11. a – There have been 12 direct-to-video sequels!

12. c – The owner of Dorkin’s Circus (actor Martin Benson) gave the creature its name for its mythological value

13. d – The little squirt appeared in five movies with his more fearsome dad

14. a – There are four dinosaurs in the movie: a Pteradon, an Ornithomimus, a Styracosaurus and of course Gwangi the Allosaurus. The Eohippus is a little horse

15. d – Willis O’Brien wrote the original story

16. b – The Plesiosaurus was destroyed by a snow plow

17. c – The Hal Roach original didn’t have a flying dinosaur

18. a – Godzilla has a literal meltdown, but his energy enters his dead son’s body and revives him

19. d – This wistful speech is from the film’s paleontologist Dr. Sampson (Jack MacGowran)

20. a – Though he filmed many experimental dinosaur projects, he only completed four: “The Beast from 20,000 Fathoms” (1953), “The Animal World” (1956), “One Million Years B.C.” (1966) and “The Valley of Gwangi” (1969)

Prehistoric Scorecard

0-5 correct: Trilobite – Yes, you are a prehistoric worm! How can you possibly know where the dino genre is heading when you don’t know where it’s been? Your destiny is to be stomped under foot by a much larger creature unless you go back to Netflix and search out some of these classic dino features. Uh oh. Did I just hear an impact tremor?

6-10 correct: Gorosaurus (from “King Kong Escapes” [1967]) – I know you think you’re good and know it all, but that’s all relative isn’t it? Sure, there are tasty young morsels for you to snack on (and gloat over), but if you don’t hit the DVR and catch up on these classic dino-mite dino movies, something bigger is going to come along and gloat (and probably snack) on you! So pick up that remote and get cracking!

11-15 correct: Rhedosaurus – All right, you deserve some props. You can kick some major dino movie butt, and you definitely can make a major city cry uncle. But you’re not there yet! If you don’t go back and re-watch some more of these dino flicks, you’ll always be susceptible to that radioactive isotope!

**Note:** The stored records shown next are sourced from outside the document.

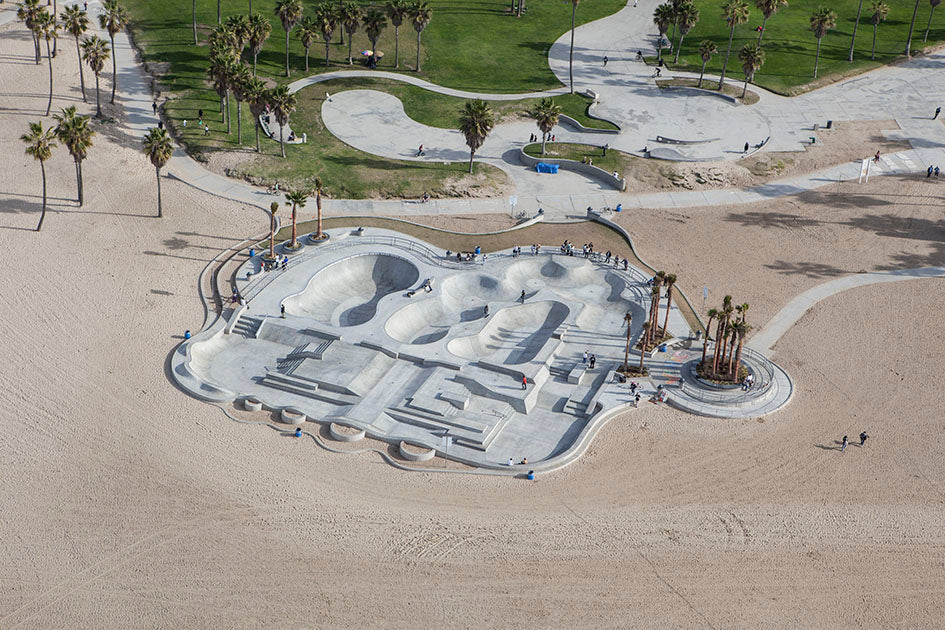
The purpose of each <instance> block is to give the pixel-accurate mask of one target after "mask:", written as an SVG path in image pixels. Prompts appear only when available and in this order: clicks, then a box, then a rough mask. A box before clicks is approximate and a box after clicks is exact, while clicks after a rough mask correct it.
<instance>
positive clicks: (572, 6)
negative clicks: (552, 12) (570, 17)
mask: <svg viewBox="0 0 945 630" xmlns="http://www.w3.org/2000/svg"><path fill="white" fill-rule="evenodd" d="M575 13H577V4H575V3H574V0H571V50H570V51H569V52H568V81H569V82H570V84H571V94H574V16H575Z"/></svg>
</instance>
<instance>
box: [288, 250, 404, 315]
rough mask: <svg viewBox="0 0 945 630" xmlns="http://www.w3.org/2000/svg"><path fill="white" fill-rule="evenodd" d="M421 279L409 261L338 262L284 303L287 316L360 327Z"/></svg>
mask: <svg viewBox="0 0 945 630" xmlns="http://www.w3.org/2000/svg"><path fill="white" fill-rule="evenodd" d="M419 278H420V272H419V270H418V269H417V267H416V266H415V265H414V264H413V263H411V262H410V261H408V260H406V259H404V258H400V257H399V256H393V255H390V254H362V255H358V256H352V257H350V258H345V259H342V260H339V261H338V262H335V263H332V264H331V265H329V266H327V267H325V268H324V269H322V270H321V271H319V272H318V273H316V274H315V275H314V276H312V279H311V280H309V282H308V285H307V286H306V287H305V289H304V290H303V291H302V292H301V293H299V294H296V295H293V296H291V297H289V298H288V299H286V300H285V302H284V304H285V310H286V313H289V314H290V315H298V316H301V317H311V318H312V319H315V320H316V321H319V322H322V323H325V324H330V325H332V326H343V327H346V326H359V325H361V324H364V323H365V322H368V321H370V320H371V319H372V318H373V317H374V315H375V314H376V313H377V303H378V302H379V301H380V300H381V298H383V297H384V296H386V295H390V294H391V293H396V292H398V291H404V290H406V289H408V288H410V287H412V286H413V285H414V284H416V282H417V280H418V279H419Z"/></svg>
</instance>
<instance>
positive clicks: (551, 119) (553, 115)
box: [529, 98, 561, 155]
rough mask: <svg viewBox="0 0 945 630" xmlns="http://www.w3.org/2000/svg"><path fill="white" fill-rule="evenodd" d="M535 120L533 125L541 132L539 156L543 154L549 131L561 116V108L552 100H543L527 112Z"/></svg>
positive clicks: (542, 99) (556, 124)
mask: <svg viewBox="0 0 945 630" xmlns="http://www.w3.org/2000/svg"><path fill="white" fill-rule="evenodd" d="M529 113H530V114H531V116H532V118H534V119H535V124H537V125H538V129H539V130H541V154H542V155H544V154H545V141H546V140H547V139H548V136H549V134H550V133H551V130H552V129H554V128H555V125H557V124H558V118H559V117H560V116H561V106H560V105H558V104H557V103H555V101H554V99H552V98H543V99H541V100H540V101H538V103H537V104H536V105H535V107H534V109H532V111H531V112H529Z"/></svg>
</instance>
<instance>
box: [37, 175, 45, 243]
mask: <svg viewBox="0 0 945 630" xmlns="http://www.w3.org/2000/svg"><path fill="white" fill-rule="evenodd" d="M39 170H40V171H41V172H42V174H43V211H42V212H41V213H40V215H39V224H38V225H37V226H36V231H37V232H39V231H40V230H41V229H43V219H45V218H46V165H45V164H44V163H43V160H40V161H39Z"/></svg>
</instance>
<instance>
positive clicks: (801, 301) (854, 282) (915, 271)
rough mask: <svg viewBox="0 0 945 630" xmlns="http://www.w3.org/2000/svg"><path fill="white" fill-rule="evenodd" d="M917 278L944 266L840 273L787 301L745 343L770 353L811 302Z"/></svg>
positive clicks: (944, 276) (796, 320)
mask: <svg viewBox="0 0 945 630" xmlns="http://www.w3.org/2000/svg"><path fill="white" fill-rule="evenodd" d="M920 278H945V267H922V268H919V269H897V270H895V271H874V272H870V273H860V274H856V275H852V276H844V277H842V278H837V279H835V280H830V281H828V282H824V283H822V284H818V285H817V286H815V287H813V288H810V289H808V290H807V291H804V292H803V293H801V294H800V295H798V296H797V297H795V298H794V299H793V300H791V301H790V302H788V303H787V305H786V306H785V307H784V308H782V309H781V310H780V311H778V313H777V314H776V315H775V316H774V317H772V318H771V319H770V320H769V321H768V323H767V324H765V326H764V328H762V329H761V330H760V331H758V334H756V335H755V336H753V337H752V338H751V341H749V342H748V346H749V347H750V348H753V349H755V350H757V351H759V352H761V353H763V354H765V355H767V356H769V357H770V356H771V355H772V354H774V351H773V350H772V348H773V347H774V345H775V344H776V343H777V342H778V340H779V339H780V338H781V337H782V336H783V335H784V334H785V333H786V332H787V331H788V330H790V329H791V327H792V326H794V324H796V323H797V321H798V320H799V319H800V318H801V317H803V316H804V314H805V313H806V312H807V311H809V310H810V309H811V308H813V306H814V305H815V304H817V303H818V302H820V301H821V300H824V299H826V298H828V297H830V296H832V295H836V294H837V293H840V292H841V291H846V290H847V289H855V288H856V287H862V286H866V285H868V284H876V283H877V282H896V281H899V280H916V279H920Z"/></svg>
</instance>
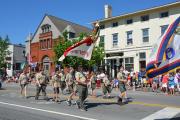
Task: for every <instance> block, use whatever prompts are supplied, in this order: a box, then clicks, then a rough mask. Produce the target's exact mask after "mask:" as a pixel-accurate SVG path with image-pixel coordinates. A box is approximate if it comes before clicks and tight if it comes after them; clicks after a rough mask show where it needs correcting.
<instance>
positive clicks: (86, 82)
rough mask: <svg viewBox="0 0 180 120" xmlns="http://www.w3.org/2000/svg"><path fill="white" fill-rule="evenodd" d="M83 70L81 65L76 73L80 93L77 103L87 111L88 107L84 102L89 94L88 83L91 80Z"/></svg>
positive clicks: (79, 106) (84, 110) (79, 94)
mask: <svg viewBox="0 0 180 120" xmlns="http://www.w3.org/2000/svg"><path fill="white" fill-rule="evenodd" d="M82 70H83V68H82V66H79V67H78V71H77V72H76V74H75V77H76V82H77V83H78V85H77V87H78V88H77V89H78V93H79V99H78V100H77V101H76V104H77V106H78V108H79V109H81V110H83V111H86V108H85V106H84V102H85V99H86V98H87V96H88V87H87V85H88V83H89V81H88V80H87V78H86V77H85V75H84V74H83V72H82Z"/></svg>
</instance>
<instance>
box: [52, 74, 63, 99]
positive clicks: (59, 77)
mask: <svg viewBox="0 0 180 120" xmlns="http://www.w3.org/2000/svg"><path fill="white" fill-rule="evenodd" d="M60 79H61V78H60V76H59V71H56V72H55V75H53V76H52V81H51V83H52V87H53V90H54V96H53V101H55V102H60V96H59V87H60Z"/></svg>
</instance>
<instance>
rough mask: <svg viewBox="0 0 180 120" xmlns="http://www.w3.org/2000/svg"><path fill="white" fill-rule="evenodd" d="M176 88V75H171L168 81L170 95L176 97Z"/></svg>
mask: <svg viewBox="0 0 180 120" xmlns="http://www.w3.org/2000/svg"><path fill="white" fill-rule="evenodd" d="M174 86H175V82H174V73H173V72H172V73H169V79H168V87H169V90H170V95H174Z"/></svg>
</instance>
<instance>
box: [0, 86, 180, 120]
mask: <svg viewBox="0 0 180 120" xmlns="http://www.w3.org/2000/svg"><path fill="white" fill-rule="evenodd" d="M3 87H4V88H3V89H2V90H0V120H46V119H47V120H48V119H51V120H120V119H121V120H132V119H133V120H140V119H142V120H151V119H161V120H164V119H169V118H170V119H172V120H176V119H177V120H178V119H180V102H179V100H180V96H165V95H164V94H161V93H158V94H157V93H152V92H141V91H135V92H133V91H128V96H129V97H130V98H131V100H132V102H129V103H128V104H126V105H122V106H119V105H117V104H116V98H115V96H117V94H118V92H117V91H115V90H113V92H112V96H113V97H114V98H111V99H102V96H100V94H101V91H100V90H97V93H98V97H97V98H92V97H91V96H89V97H88V99H87V108H88V111H86V112H85V111H80V110H79V109H77V108H76V105H72V106H67V104H66V102H65V100H66V99H67V95H61V102H60V103H55V102H52V101H51V100H50V101H44V100H42V99H41V98H40V100H37V101H35V100H34V94H35V86H33V85H29V86H28V91H29V92H28V96H29V97H28V99H26V98H23V97H22V96H21V95H20V94H19V93H18V92H19V85H18V84H15V83H8V84H4V85H3ZM51 89H52V88H51V87H48V88H47V94H48V97H50V98H51V97H52V90H51ZM75 99H77V97H75Z"/></svg>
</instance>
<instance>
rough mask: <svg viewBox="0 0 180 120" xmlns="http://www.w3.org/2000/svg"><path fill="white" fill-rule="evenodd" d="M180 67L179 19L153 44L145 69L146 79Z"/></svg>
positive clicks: (169, 71)
mask: <svg viewBox="0 0 180 120" xmlns="http://www.w3.org/2000/svg"><path fill="white" fill-rule="evenodd" d="M179 67H180V17H178V18H177V19H176V20H175V21H174V22H173V23H172V24H171V25H170V26H169V27H168V28H167V30H166V31H165V33H164V34H163V35H162V36H161V37H160V38H159V39H158V40H157V42H156V43H155V44H154V46H153V48H152V51H151V54H150V58H149V61H148V64H147V67H146V74H147V77H149V78H153V77H155V76H158V75H161V74H166V73H168V72H170V71H172V70H174V69H177V68H179Z"/></svg>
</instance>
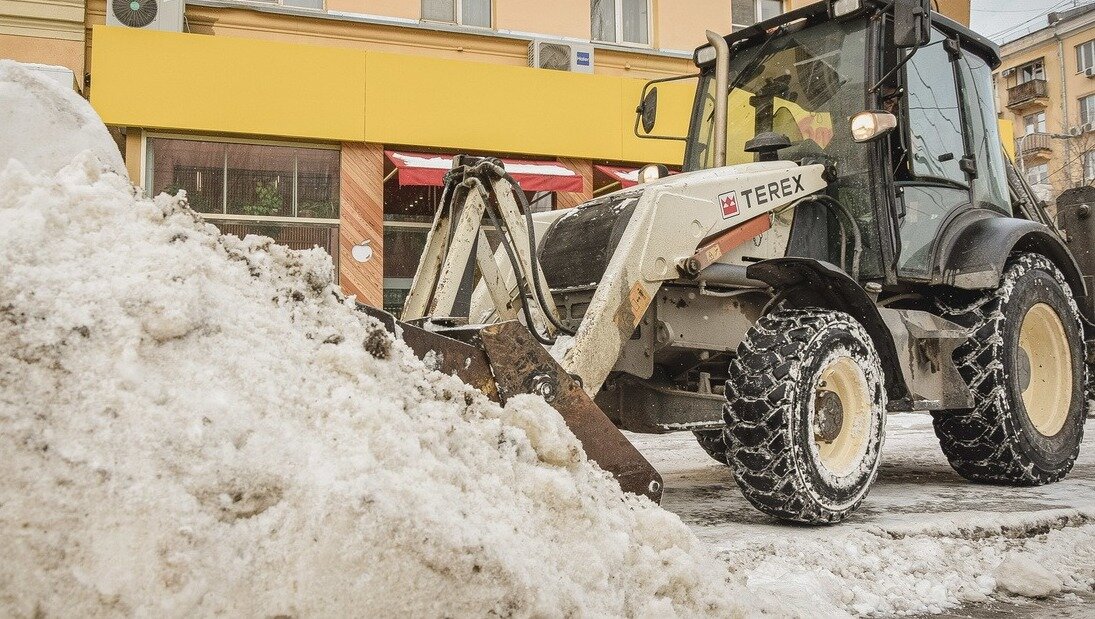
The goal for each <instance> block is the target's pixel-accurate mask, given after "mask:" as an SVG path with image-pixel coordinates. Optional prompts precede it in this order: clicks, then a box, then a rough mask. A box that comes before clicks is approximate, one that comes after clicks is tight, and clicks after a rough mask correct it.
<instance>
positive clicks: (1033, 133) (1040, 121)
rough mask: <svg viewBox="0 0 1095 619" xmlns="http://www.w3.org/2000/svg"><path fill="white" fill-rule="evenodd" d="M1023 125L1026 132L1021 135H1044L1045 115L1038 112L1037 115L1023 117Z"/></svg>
mask: <svg viewBox="0 0 1095 619" xmlns="http://www.w3.org/2000/svg"><path fill="white" fill-rule="evenodd" d="M1023 124H1024V126H1025V127H1026V130H1025V131H1024V133H1023V135H1025V136H1028V135H1030V134H1045V133H1046V113H1045V112H1039V113H1037V114H1030V115H1029V116H1024V117H1023Z"/></svg>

16-20 correct: Godzilla (King of the Monsters) – Take a bow. You’re the man (I mean the monster!). Nobody can touch you when it comes to dino movie trivia knowledge. There’s no getting around it. You’re one prehistoric bad-ass! Now I suggest you head out and stomp a city flat.

Selected References

Berry, Mark F. The Dinosaur Filmography. Jefferson, North Carolina: McFarland and Company, Inc. 2002.

Galbraith, Stuart IV. Japanese Science Fiction, Fantasy and Horror Films. Jefferson, North Carolina: McFarland and Company, Inc. 1994.

Harryhausen, Ray and Dalton, Tony. An Animated Life. New York, New York: Billboard Books. 2003.

Marrero, Robert. Giant Monster Movies – An illustrated Survey. Key West, Florida: Fantasma Books. 1994.

Ryfle, Steve. Japan’s Favorite Mon-Star – The Unauthorized Biography of “The Big G.” Chicago, Illinois: LPC Group. 1998.

Senn, Bryan and Johnson, John. Fantastic Cinema Subject Guide. Jefferson, North Carolina: McFarland and Company, Inc. 1992.

Warren, Bill. Keep Watching the Skies! American Science Fiction Movies of the Fifties (The 21st Century Edition). Jefferson, North Carolina: McFarland and Company, Inc. 2010.

Webber, Roy P. The Dinosaur Films of Ray Harryhausen. Jefferson, North Carolina: McFarland and Company, Inc. 2004.